In 1977, while playing in the first of three football premierships with Northcote Park, Greg became a father for the first time. His son, Lachlan, was born with Cerebral Palsy quadriplegia and very limited vision. Lachlan never let his disabilities hinder his sporting dreams; he won gold in the 100-metre wheelchair event at the 1996 Atlanta Paralympic Games at the age of 19. Lachlan retired in 2008 with five world records in his classification of T33 and an OAM for his outstanding achievements. He was the only legally blind wheelchair athlete in the world who also has Autism and chronic epilepsy.
Greg continued playing football, then gravitated to coaching, receiving Coach of the Year in the Diamond Valley in 1985 before he joined the VFL as a recruiting manager, and then coaching coordinator with David Parkin at Fitzroy. He returned to coaching at Greensborough, winning the premiership in 1988, before going on an extraordinary journey of coaching Lachlan through to the Paralympics in Atlanta and beyond.
In 2000, Greg wrote about his journey as the father of a son with disabilities called Walk a Crooked Mile. It quickly became a bestseller. He was awarded the prestigious Australian Sports Medal from the Prime Minister on behalf of the Queen for excellence in international coaching of elite athletes.
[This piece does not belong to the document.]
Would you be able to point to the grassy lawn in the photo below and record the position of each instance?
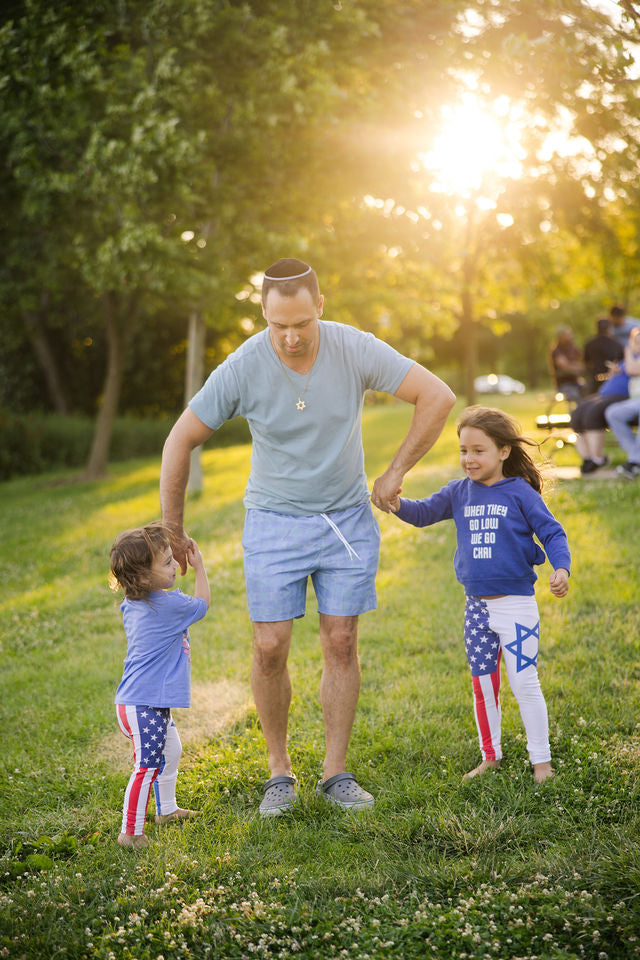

Greg developed and coached some 15 gold medallists and world record holders as head coach of the Australian Team for Athletes with Cerebral Palsy at all world championships from 1997 to 2005 and as a track and field coach and WADA (drug control) officer with the Australian Paralympic Team from 1996 to 2008. He also represented Athletes on the Australian Sport Commission.
Greg has been a vigilant advocate for many people with disabilities and represented them in court, from VCAT through to the Federal Court, on matters ranging from discrimination to sports participation and social inclusion.